The Florida State Conference of the NAACP and the Miami-Dade County branch formally issued a letter on Tuesday requesting that Attorney General Eric Holder push the Justice Department to investigate allegations of police abuse in the city of Miami Gardens.
Miami Gardens in particular has been plagued with accounts of police allegedly abusing their authority under a "zero-tolerance" initiative, which gives them broad liberties in questioning and arresting people who appear to be trespassing or loitering.
Alex Saleh’s Quickstop store has been subjected to the intense and unjustified police monitoring. One of his employees was arrested approximately 62 times for trespassing while working at the store.
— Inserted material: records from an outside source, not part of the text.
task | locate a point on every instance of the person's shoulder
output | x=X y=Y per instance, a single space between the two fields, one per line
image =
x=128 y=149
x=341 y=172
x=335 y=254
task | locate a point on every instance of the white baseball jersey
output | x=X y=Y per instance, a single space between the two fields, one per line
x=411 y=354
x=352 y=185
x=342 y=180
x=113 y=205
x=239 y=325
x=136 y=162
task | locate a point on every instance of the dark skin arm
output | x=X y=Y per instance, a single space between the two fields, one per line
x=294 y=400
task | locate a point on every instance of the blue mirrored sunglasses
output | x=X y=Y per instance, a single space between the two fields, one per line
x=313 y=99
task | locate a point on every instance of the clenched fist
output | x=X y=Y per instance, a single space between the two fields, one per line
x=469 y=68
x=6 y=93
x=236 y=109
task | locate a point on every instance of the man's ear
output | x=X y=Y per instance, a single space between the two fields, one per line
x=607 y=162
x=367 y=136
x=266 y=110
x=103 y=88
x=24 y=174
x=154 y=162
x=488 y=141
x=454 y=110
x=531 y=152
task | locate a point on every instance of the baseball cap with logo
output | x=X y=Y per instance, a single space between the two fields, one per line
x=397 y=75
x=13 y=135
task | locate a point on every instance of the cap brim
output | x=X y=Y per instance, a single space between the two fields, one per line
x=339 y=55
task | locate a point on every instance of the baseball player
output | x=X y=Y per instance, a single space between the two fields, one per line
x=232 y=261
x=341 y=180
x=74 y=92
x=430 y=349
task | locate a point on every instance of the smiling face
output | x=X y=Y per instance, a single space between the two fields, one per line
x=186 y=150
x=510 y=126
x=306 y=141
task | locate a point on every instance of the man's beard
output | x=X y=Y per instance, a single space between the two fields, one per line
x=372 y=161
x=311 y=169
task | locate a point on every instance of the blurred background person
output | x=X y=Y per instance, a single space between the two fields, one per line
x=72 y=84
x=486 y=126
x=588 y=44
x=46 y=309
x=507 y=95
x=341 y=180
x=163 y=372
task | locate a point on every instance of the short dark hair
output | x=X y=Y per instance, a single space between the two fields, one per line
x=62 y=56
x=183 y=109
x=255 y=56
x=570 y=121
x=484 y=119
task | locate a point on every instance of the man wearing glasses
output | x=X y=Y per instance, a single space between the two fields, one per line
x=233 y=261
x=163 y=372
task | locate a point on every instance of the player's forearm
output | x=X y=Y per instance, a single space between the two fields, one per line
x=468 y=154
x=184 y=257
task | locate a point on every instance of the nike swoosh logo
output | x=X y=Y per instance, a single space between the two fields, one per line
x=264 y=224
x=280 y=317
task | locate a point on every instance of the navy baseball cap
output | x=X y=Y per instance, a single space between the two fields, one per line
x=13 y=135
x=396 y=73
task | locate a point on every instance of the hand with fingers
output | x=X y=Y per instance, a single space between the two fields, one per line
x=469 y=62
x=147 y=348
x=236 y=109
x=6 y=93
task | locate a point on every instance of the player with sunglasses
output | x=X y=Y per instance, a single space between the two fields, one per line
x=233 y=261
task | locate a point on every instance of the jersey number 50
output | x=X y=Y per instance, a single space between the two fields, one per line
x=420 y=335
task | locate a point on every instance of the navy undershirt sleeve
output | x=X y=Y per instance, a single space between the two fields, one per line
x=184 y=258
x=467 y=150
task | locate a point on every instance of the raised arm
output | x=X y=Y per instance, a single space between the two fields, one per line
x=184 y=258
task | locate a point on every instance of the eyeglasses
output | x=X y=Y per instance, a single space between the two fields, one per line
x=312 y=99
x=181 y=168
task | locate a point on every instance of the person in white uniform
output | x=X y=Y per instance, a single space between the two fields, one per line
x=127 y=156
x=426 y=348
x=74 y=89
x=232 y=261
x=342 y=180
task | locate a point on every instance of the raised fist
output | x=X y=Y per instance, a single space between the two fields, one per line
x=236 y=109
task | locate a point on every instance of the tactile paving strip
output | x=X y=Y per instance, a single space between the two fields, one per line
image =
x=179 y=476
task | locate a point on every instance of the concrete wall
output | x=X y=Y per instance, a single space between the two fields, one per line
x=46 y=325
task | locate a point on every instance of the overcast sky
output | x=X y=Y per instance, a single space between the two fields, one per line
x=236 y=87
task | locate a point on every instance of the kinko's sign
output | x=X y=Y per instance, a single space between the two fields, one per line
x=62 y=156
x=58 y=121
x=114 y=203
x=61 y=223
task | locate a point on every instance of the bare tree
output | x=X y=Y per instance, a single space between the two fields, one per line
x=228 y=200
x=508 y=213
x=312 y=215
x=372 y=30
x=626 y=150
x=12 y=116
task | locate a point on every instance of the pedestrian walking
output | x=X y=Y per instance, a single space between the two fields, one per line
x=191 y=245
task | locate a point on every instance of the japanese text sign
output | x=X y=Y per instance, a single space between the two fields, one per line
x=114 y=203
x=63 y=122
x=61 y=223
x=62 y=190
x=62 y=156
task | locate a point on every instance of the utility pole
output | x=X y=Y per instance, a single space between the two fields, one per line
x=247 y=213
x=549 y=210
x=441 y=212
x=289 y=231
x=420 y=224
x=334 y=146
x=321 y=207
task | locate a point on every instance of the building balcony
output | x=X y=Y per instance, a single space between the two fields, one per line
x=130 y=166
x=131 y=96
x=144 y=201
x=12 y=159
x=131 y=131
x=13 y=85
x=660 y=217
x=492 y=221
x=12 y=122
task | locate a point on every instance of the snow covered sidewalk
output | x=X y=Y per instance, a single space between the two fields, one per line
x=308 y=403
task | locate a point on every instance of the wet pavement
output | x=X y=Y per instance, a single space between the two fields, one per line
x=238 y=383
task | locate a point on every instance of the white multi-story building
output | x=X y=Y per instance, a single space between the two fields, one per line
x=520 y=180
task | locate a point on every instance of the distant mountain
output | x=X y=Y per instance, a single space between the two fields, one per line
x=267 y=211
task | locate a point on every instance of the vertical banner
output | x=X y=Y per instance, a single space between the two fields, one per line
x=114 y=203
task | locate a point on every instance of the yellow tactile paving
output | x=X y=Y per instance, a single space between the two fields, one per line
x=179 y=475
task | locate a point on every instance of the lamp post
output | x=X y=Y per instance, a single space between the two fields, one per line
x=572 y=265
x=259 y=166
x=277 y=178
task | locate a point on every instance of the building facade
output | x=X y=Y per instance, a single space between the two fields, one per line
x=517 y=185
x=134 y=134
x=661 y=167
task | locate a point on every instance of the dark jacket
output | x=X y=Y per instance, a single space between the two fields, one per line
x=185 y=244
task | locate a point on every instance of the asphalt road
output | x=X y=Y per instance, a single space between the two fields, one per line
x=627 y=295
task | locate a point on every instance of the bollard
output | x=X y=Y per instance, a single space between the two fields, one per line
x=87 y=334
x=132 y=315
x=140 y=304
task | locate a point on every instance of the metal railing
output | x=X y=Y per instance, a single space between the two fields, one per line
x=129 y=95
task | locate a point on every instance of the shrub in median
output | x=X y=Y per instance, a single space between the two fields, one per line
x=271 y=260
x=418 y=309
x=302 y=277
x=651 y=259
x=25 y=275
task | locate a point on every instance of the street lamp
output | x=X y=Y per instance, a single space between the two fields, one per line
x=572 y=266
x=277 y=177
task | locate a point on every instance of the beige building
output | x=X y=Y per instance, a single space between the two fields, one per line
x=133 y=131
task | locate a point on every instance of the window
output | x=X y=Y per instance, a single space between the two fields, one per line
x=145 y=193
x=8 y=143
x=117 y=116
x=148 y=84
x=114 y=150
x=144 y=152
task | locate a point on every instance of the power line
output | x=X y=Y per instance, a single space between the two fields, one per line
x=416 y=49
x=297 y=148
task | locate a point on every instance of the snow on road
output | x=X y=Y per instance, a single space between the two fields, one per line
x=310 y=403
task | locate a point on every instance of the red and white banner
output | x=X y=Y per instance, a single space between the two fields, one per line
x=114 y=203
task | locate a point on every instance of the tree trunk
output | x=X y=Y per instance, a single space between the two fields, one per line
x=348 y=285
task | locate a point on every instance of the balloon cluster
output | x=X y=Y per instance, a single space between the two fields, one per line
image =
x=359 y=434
Saleh’s frustration with the situation led him to install video cameras to catch the police in action (which he did—see videos below) and file a lawsuit.
These are the allegations to which the NAACP is responding, regarding it "critical" to have an "impartial entity" go in and find out what is going on with this particular practice of the Miami Gardens Police Department.
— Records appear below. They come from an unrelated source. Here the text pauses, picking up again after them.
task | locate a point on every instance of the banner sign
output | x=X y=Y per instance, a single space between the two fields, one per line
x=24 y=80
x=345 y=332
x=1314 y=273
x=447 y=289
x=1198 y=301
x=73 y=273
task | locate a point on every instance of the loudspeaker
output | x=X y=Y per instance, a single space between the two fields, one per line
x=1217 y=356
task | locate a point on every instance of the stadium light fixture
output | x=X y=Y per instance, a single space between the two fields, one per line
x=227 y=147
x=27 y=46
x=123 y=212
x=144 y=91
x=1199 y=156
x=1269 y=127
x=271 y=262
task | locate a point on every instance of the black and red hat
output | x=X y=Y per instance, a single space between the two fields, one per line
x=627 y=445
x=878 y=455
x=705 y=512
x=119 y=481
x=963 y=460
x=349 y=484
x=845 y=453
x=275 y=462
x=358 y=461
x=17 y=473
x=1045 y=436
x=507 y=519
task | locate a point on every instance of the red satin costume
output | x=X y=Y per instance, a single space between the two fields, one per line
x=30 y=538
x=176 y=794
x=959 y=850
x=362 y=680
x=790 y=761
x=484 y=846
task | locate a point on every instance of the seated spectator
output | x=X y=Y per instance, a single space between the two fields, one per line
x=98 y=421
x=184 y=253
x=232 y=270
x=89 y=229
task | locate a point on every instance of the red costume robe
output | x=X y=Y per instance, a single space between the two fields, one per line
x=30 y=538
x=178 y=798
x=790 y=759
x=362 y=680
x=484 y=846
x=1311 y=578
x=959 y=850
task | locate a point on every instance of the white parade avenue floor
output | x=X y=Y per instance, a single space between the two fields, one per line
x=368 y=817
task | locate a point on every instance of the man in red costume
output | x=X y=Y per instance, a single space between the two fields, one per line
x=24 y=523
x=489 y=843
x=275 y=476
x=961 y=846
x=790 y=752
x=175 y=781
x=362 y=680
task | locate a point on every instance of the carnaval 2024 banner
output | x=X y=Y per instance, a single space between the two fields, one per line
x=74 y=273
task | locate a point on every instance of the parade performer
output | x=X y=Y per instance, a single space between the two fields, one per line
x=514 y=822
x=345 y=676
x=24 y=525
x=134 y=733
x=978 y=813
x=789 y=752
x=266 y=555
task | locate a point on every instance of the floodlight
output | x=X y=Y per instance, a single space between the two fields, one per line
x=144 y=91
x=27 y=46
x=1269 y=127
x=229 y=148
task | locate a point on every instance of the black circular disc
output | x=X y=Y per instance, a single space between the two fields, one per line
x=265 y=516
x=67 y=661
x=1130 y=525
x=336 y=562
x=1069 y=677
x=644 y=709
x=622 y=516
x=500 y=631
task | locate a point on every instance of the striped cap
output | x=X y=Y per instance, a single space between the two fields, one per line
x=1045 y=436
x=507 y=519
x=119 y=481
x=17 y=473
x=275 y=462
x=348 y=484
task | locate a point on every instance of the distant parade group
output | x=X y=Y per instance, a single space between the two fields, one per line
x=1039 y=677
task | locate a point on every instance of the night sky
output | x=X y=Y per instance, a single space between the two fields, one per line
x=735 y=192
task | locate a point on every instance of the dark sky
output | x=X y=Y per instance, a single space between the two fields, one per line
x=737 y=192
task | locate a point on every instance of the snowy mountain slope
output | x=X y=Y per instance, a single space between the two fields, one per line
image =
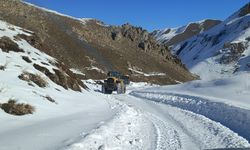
x=60 y=112
x=92 y=47
x=172 y=36
x=221 y=51
x=143 y=124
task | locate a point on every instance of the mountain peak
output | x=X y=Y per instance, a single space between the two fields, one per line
x=245 y=10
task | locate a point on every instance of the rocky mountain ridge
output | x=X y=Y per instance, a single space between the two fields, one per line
x=93 y=48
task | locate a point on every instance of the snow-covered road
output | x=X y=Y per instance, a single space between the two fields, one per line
x=141 y=123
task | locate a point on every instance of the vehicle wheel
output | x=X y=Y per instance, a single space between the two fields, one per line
x=124 y=89
x=103 y=89
x=119 y=88
x=109 y=91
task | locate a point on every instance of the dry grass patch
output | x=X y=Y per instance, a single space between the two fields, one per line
x=35 y=78
x=6 y=44
x=14 y=108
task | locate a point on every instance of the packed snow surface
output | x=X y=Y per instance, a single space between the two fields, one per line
x=196 y=115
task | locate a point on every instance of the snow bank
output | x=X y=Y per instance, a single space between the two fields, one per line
x=222 y=100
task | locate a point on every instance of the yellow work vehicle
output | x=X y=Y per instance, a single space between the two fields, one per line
x=114 y=83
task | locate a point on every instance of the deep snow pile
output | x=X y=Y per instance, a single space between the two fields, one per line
x=220 y=51
x=223 y=100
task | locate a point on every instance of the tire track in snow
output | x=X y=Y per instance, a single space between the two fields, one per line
x=129 y=130
x=210 y=134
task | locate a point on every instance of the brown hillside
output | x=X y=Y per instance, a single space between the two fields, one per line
x=87 y=44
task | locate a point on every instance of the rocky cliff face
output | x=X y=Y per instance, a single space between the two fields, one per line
x=93 y=48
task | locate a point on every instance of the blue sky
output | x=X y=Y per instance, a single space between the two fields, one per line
x=150 y=14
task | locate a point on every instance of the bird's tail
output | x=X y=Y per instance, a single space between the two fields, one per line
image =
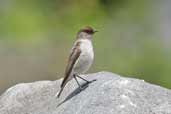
x=59 y=93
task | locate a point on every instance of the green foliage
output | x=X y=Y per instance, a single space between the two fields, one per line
x=128 y=42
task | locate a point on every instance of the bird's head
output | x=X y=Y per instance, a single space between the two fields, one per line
x=86 y=32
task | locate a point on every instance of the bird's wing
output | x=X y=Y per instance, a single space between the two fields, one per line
x=75 y=53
"This video archive documents what may be the most pervasive, most invasive, and most unjustified pattern of police harassment in the nation," the NAACP wrote in the letter to Holder, referencing Saleh’s video log.
"Absent federal oversight and intervention, the NAACP has no confidence that the Miami Gardens Police Department or other city officials will willingly conduct a complete and impartial investigation," the organization added. "We therefore call upon [the Justice Department] to deploy personnel to Miami Gardens immediately to uncover all of the facts, determine whether federal laws have been violated, prosecute those responsible, and ensure that new procedures are implemented to prevent recurrences and effectively reduce crime without abusive tactics."
The NAACP believes that necessary action is needed not just because of the potential violation of civil rights but also because if public distrust in the police department continues, officers may be incapable of doing their jobs.
"This outrageous pattern of behavior by police officers over a long period of time visited on our community and, in this case, young and African-American men from what evidence seems to show were not doing anything wrong gravely undermines the expectation of protection and public trust that’s necessary for the police department to do its job," David Honig, special counsel for the Florida NAACP and president of the Minority Media and Telecommunications Council, said during a press call Tuesday.
According to Honig, the NAACP is less focused on whether it is a case of racial profiling and more focused on the offense dealt to residents’ "basic civil rights protections and expectations."
"We don’t really classify this as a profiling case," he said, adding that it could involve profiling but they would wait for the Justice Departments analysis of the situation. "[It’s] about … people’s right to dignity. Regardless of if it is happening to only black people, you can’t fight crime and not have the community trust you."
Miami Gardens is about 70 percent African American and admittedly has a problem with crime. The police squad accused of the violations consisted mainly of white people and Latinos.